Leadership: Too Fat To Fight


p> March 7, 2008: The German parliament is un an uproar over a report depicting the German soldiers as physically unfit for military service. It was found that 40 percent of the troops were overweight, compared to 35 percent of their civilian counterparts (of the same gender and age). The investigation also found that the troops exercise less (including participation in sports), and smoke more (70 percent do) than their civilian counterparts. The military encourages sports and physical fitness, and discourages smoking, but those efforts do not appear to be working.


It's not just a German problem. The basic problem with European military organizations is that most of them are basically make-work programs. It's long been known that many European soldiers are not really fit for action. They are uniformed civil servants. One reason many are not ready for combat, or even peacekeeping, operations, is that they don't have the equipment, or the training. And that's because up-to-date gear, and training, are expensive. A disproportionate amount of money is spent on payroll. That keeps the unemployment rate down more effectively than buying needed equipment, or paying for the fuel and spare parts needed to support training.

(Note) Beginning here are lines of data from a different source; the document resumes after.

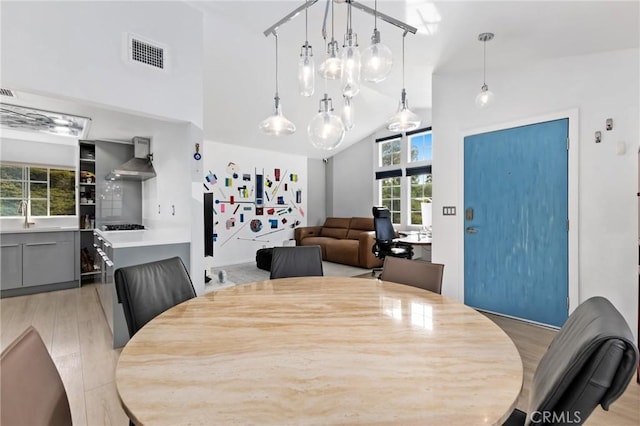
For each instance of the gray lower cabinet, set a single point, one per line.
(31, 259)
(10, 265)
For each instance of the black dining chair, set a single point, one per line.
(149, 289)
(298, 261)
(385, 235)
(32, 389)
(589, 362)
(416, 273)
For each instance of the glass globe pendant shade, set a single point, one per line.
(347, 113)
(306, 71)
(277, 124)
(326, 129)
(404, 120)
(485, 98)
(351, 66)
(377, 60)
(331, 68)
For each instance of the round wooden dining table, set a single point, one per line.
(319, 350)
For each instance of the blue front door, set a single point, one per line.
(516, 229)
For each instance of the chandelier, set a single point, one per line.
(352, 67)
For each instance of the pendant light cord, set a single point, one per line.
(484, 63)
(375, 15)
(276, 37)
(403, 37)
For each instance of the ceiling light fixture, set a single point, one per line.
(277, 124)
(331, 68)
(377, 59)
(350, 60)
(486, 97)
(306, 66)
(326, 130)
(404, 120)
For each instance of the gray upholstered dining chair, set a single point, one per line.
(149, 289)
(588, 363)
(32, 389)
(299, 261)
(416, 273)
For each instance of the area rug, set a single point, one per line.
(248, 272)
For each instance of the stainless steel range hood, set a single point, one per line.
(139, 167)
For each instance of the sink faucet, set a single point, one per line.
(23, 209)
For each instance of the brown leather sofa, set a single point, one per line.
(342, 240)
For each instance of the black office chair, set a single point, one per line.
(385, 235)
(299, 261)
(590, 362)
(149, 289)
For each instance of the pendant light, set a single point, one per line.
(277, 124)
(347, 113)
(377, 59)
(350, 61)
(306, 67)
(326, 130)
(486, 97)
(331, 68)
(404, 120)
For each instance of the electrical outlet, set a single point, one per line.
(448, 211)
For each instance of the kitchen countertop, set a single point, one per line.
(146, 237)
(38, 229)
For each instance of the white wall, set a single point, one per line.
(75, 50)
(600, 86)
(236, 245)
(316, 201)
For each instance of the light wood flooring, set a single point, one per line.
(73, 327)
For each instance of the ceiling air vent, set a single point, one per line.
(142, 51)
(7, 92)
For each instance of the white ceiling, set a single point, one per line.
(239, 60)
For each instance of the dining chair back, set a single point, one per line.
(416, 273)
(298, 261)
(589, 362)
(32, 389)
(149, 289)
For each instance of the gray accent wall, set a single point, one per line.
(350, 186)
(316, 201)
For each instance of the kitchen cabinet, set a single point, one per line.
(10, 265)
(89, 261)
(34, 259)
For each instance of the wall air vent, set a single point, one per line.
(145, 52)
(7, 92)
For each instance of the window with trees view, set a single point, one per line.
(403, 175)
(51, 191)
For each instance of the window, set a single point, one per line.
(51, 191)
(390, 152)
(403, 175)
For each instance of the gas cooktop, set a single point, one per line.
(124, 227)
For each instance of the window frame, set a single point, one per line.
(405, 180)
(26, 183)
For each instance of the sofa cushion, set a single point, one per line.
(337, 222)
(342, 251)
(333, 232)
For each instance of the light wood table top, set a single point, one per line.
(320, 350)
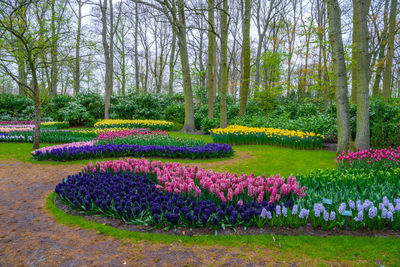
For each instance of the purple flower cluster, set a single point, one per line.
(133, 197)
(123, 150)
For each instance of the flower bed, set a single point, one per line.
(15, 138)
(117, 134)
(16, 122)
(152, 124)
(381, 159)
(123, 150)
(128, 190)
(153, 193)
(52, 136)
(155, 140)
(235, 134)
(55, 125)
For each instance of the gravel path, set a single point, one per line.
(29, 236)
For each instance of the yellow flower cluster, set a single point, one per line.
(134, 123)
(244, 130)
(52, 123)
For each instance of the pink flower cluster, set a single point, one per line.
(16, 128)
(386, 156)
(173, 177)
(127, 133)
(16, 122)
(74, 144)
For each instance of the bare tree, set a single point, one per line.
(341, 91)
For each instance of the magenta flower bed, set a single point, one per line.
(206, 184)
(127, 133)
(368, 159)
(16, 122)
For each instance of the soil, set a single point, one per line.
(29, 236)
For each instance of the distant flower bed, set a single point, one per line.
(50, 136)
(15, 138)
(170, 195)
(16, 122)
(152, 124)
(236, 135)
(16, 128)
(117, 134)
(370, 159)
(129, 190)
(124, 150)
(55, 125)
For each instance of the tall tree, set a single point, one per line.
(381, 57)
(387, 79)
(108, 52)
(211, 83)
(224, 63)
(339, 66)
(136, 33)
(22, 37)
(244, 89)
(362, 132)
(354, 55)
(172, 64)
(77, 61)
(174, 11)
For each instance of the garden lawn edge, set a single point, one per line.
(345, 249)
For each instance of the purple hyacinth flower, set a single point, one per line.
(384, 213)
(269, 215)
(373, 211)
(295, 209)
(391, 207)
(332, 216)
(284, 211)
(278, 211)
(318, 209)
(385, 200)
(326, 216)
(342, 207)
(304, 213)
(360, 216)
(360, 206)
(351, 204)
(397, 208)
(263, 213)
(389, 216)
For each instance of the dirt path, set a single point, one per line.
(30, 236)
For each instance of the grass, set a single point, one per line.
(347, 250)
(260, 159)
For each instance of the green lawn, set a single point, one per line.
(341, 250)
(257, 159)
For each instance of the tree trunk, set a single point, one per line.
(108, 74)
(211, 59)
(137, 78)
(363, 131)
(53, 52)
(224, 62)
(387, 79)
(77, 73)
(354, 56)
(123, 66)
(21, 76)
(171, 65)
(341, 94)
(187, 82)
(244, 89)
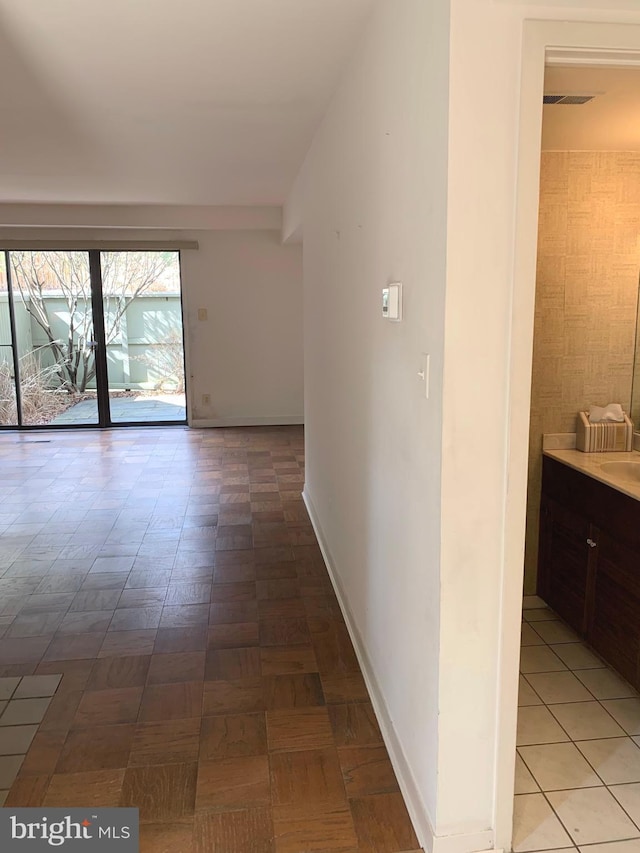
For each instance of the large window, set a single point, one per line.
(91, 338)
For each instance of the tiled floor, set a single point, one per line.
(173, 577)
(578, 763)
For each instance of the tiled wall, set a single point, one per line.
(587, 287)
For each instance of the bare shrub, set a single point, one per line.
(40, 404)
(165, 363)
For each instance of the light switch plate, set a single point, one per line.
(392, 301)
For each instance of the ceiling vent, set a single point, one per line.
(567, 99)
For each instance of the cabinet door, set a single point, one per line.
(564, 557)
(614, 623)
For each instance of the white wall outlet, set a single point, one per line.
(392, 301)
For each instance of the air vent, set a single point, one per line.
(567, 99)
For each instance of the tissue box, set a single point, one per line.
(598, 438)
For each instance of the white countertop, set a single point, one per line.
(591, 465)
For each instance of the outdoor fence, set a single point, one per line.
(144, 354)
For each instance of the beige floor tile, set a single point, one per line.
(525, 783)
(626, 712)
(555, 631)
(556, 687)
(532, 602)
(539, 614)
(539, 659)
(630, 846)
(24, 711)
(586, 720)
(527, 695)
(558, 766)
(606, 684)
(530, 637)
(7, 686)
(535, 827)
(616, 760)
(592, 815)
(629, 798)
(537, 725)
(578, 656)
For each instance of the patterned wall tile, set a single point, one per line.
(586, 298)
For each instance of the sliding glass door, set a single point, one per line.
(8, 359)
(143, 334)
(54, 337)
(90, 339)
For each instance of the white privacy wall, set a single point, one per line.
(373, 193)
(247, 355)
(413, 176)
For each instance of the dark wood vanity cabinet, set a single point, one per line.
(589, 563)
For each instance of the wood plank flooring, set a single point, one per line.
(174, 579)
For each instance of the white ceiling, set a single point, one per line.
(150, 101)
(611, 122)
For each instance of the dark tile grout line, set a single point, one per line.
(620, 737)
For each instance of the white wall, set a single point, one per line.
(421, 505)
(374, 210)
(248, 354)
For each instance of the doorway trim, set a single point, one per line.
(596, 43)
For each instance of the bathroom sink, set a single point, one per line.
(629, 471)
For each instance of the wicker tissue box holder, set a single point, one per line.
(607, 436)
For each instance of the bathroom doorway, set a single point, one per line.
(586, 260)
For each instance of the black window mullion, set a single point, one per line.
(100, 351)
(14, 339)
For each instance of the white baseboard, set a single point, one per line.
(432, 843)
(286, 420)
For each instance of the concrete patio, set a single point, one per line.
(142, 409)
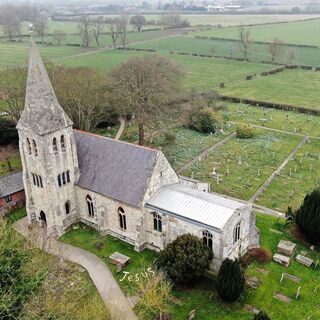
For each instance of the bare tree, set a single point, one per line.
(58, 36)
(138, 22)
(144, 85)
(123, 29)
(244, 35)
(40, 26)
(97, 27)
(276, 49)
(291, 55)
(114, 31)
(85, 33)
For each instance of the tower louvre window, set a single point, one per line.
(62, 144)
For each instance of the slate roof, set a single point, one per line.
(207, 209)
(115, 169)
(42, 112)
(11, 183)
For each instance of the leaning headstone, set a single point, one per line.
(284, 260)
(304, 260)
(286, 247)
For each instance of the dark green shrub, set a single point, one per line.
(205, 120)
(244, 131)
(8, 132)
(185, 259)
(261, 316)
(308, 216)
(231, 280)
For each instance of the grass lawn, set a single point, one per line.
(89, 239)
(302, 32)
(275, 119)
(198, 297)
(258, 52)
(15, 162)
(296, 87)
(249, 163)
(298, 178)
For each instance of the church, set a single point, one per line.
(127, 191)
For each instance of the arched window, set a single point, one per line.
(122, 219)
(62, 144)
(29, 146)
(237, 232)
(90, 206)
(35, 148)
(207, 239)
(157, 222)
(54, 145)
(67, 207)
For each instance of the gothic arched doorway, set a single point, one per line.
(43, 217)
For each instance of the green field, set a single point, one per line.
(244, 164)
(298, 178)
(258, 52)
(290, 121)
(296, 87)
(200, 73)
(302, 32)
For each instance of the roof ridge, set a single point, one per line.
(120, 141)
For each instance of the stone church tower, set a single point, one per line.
(48, 152)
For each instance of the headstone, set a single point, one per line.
(119, 259)
(304, 260)
(286, 247)
(252, 282)
(298, 293)
(284, 260)
(251, 309)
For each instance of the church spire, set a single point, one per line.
(42, 112)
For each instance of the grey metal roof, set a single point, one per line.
(203, 208)
(42, 112)
(11, 183)
(116, 169)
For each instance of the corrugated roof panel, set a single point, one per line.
(205, 208)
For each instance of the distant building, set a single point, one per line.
(121, 189)
(11, 192)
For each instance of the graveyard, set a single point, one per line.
(277, 297)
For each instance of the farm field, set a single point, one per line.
(296, 87)
(197, 297)
(200, 73)
(302, 32)
(298, 178)
(258, 52)
(244, 164)
(290, 121)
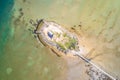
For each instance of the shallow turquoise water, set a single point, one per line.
(5, 17)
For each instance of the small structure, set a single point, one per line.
(50, 34)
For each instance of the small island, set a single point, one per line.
(54, 36)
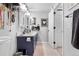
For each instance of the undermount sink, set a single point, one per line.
(3, 39)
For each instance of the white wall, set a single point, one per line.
(68, 48)
(43, 30)
(59, 27)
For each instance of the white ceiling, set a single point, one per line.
(40, 7)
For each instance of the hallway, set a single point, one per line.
(44, 49)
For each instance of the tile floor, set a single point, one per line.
(44, 49)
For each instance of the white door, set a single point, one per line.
(50, 28)
(58, 22)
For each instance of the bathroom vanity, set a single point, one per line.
(27, 42)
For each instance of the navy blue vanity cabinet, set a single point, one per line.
(24, 44)
(27, 44)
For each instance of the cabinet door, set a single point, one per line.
(21, 43)
(50, 28)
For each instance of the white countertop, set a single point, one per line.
(33, 33)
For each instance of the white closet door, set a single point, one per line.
(50, 28)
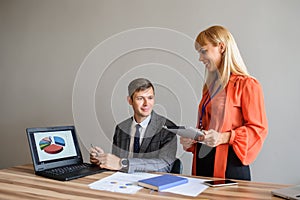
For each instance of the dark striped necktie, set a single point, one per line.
(136, 143)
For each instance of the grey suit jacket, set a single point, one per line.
(158, 148)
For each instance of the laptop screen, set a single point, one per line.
(53, 146)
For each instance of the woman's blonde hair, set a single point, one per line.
(232, 61)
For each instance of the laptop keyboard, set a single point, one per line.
(68, 169)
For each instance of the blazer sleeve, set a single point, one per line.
(247, 139)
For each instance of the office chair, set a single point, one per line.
(177, 167)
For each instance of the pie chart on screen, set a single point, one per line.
(52, 145)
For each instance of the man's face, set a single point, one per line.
(142, 103)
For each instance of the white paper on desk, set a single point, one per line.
(192, 188)
(121, 182)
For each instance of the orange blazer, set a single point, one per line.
(245, 118)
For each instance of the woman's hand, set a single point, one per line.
(187, 142)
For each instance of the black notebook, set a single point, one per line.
(56, 154)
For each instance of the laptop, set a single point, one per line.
(56, 154)
(292, 192)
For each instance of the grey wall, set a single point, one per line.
(69, 61)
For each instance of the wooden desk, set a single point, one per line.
(20, 182)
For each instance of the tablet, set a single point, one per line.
(189, 132)
(218, 183)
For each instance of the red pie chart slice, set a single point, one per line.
(53, 149)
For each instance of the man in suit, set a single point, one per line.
(140, 143)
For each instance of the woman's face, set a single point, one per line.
(211, 56)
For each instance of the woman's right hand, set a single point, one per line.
(187, 142)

All this would not be an issue if Europeans did not get involved in military operations. When they do that, the deficiencies become very obvious. It happened in the 1990s, when peacekeepers were needed in the Balkans, and after that, when forces were needed in Afghanistan and Iraq. Same problem with putting together European peacekeeping forces for Darfur and Chad.


Britain is the only real exception, with  armed forces capable of going into action. But even that is under attack, as British politicians try to emulate other European nations, and save money by creating hollow forces that are there, but cannot really do much.


And then there's the United States, which the Europeans know they can call on if they ever need some real military muscle. So confident are the Europeans, that they heap abuse and scorn on the U.S. and the American military, knowing that the Americans will still show up if Europe ever faces a threat.


With the end of the Cold War, Europe is, for the first time ever, at peace. Truly at peace. There is no military threat. There are the Islamic terrorists, but that lot doesn't have an army. They are a public safety, not a military, threat. It's a unique situation in European history, and European generals and politicians are still trying to get their heads wrapped around it. There are potential military threats, but nothing in the immediate future that requires a large force. There's peacekeeping, and that's what the Europeans are trying to organize for. That, however, costs a lot of money, and you can't support the traditional type forces, and the new peacekeeper ones, as well. But the idea of disposing of ancient military traditions and organizations is, well, hard to accept.